В тот раз именно у этой лавки, у драгоценной россыпи примет чужой жизни, она почувствовала, что замерзла и устала. не от блуждания по косым улочкам площадям размером с блюдце, нет, просто всего вдруг стало слишком много, не вместить. Желтый столб света из полуоткрытой двери рассеянно освещал ступеньки, ведущие в паб. Она вошла и очутилась в узком коридоре, от которого расходились маленькие, как коробочки, комнаты с шоколадными стенами и потолками, такими низкими, что хотелось пригнуть голову. Пасмурный газовый свет едва обрисовывал деревянные столы, вокруг которых, сдвинув близко плечи, словно заговорщики, сидели вечерние посетители. Мария пробралась поближе к зажженному камину, к креслу с широким истертым сиденьем и резной спинкой, которое одно и не было занято.

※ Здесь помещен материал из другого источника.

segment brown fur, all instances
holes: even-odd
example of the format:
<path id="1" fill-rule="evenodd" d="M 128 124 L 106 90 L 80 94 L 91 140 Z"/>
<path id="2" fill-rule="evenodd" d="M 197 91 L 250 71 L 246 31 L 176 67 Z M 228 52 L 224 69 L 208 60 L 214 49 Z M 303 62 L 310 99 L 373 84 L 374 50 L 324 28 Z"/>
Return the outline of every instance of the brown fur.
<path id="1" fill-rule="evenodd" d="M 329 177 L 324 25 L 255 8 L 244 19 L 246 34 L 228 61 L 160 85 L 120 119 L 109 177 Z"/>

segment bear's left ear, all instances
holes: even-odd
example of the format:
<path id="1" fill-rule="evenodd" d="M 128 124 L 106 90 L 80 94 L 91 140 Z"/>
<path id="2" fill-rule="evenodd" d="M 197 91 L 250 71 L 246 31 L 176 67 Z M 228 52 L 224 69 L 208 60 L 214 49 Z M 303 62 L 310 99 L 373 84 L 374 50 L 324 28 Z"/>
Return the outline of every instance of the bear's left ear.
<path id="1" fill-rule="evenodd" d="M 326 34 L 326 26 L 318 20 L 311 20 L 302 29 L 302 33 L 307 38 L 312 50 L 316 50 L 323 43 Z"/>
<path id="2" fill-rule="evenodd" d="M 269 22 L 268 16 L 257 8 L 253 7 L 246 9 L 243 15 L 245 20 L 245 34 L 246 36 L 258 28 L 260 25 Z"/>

Приняв в замерзшие ладони чашку с горячим вином, она вдохнула пряный гвоздичный пар, огляделась – и вдруг обнаружила, что попала в дом, где родился и вырос не кто иной, как Гай Фокс. Гравюра на стене изображала человека, который собирался, но не успел поджечь фитиль и взорвать бочки с порохом в подвалах британской власти: высокая шляпа с пряжкой на тулье, плащ, небрежно закинутый через плечо, лукавый взгляд сквозь опущенные темные ресницы.
«Импозантный мужчина, – подумала девушка, скользя глазами по едва различимым словам на стене: заговор, эшафот, петля, – сейчас таких красавцев днем с огнем…»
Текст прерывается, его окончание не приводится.